Saturday, January 9, 2021

The Book of Lost Names by Kristin Harmel (2020)

 

Inspired by an amazing true story, a young woman with a talent for forgery helps hundreds of Jewish children flee the Nazis during World War II. Eva Traube Abrams is that woman.  When we meet Eve, a semi-retired librarian in Florida, she happens across an image of a book she hasn’t seen in sixty-five years—a book she recognizes as The Book of Lost Names.

The accompanying article discusses the Nazis’ looting of libraries across Europe during World War II and the search to reunite the true owner with these stolen texts. The book in question is an eighteenth-century religious text thought to have been taken from France near the end of the war.

The book is now housed in Berlin’s Berlin Central and Regional Library and appears to contain some sort of code, but researchers don’t know where it came from—or what the code means.
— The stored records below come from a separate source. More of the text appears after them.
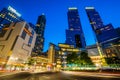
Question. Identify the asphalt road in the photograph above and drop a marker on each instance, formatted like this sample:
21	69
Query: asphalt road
60	76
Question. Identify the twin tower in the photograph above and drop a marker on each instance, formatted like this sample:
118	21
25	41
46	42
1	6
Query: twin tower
75	36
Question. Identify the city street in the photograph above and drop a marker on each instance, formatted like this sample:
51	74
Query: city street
64	75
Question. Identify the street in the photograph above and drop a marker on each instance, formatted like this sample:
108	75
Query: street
63	75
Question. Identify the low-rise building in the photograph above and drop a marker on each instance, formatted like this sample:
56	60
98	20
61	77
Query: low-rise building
16	43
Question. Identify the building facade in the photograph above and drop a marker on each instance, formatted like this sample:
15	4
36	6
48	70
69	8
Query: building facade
104	33
40	27
74	35
8	15
16	43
Only Eva holds the answer, but it will mean confronting her buried past, a past not even her son knows about.

As a graduate student in 1942, Eva was forced to flee Paris after the arrest of her father, a Polish Jew. She finds refuge in a small mountain town in the Free Zone and begins forging identity documents for Jewish children fleeing to neutral Switzerland. But changing a person’s identity comes with a price, and along with a mysterious, handsome forger named Rémy, Eva finds a way to preserve the real names of the children who are too young to remember who they really are. The records they keep in The Book of Lost Names will become even more vital when the resistance cell they work for is betrayed and Rémy disappears.

The Book of Lost Names is an utterly captivating read.

4.36 stars on Goodreads, 4.7 stars on Amazon.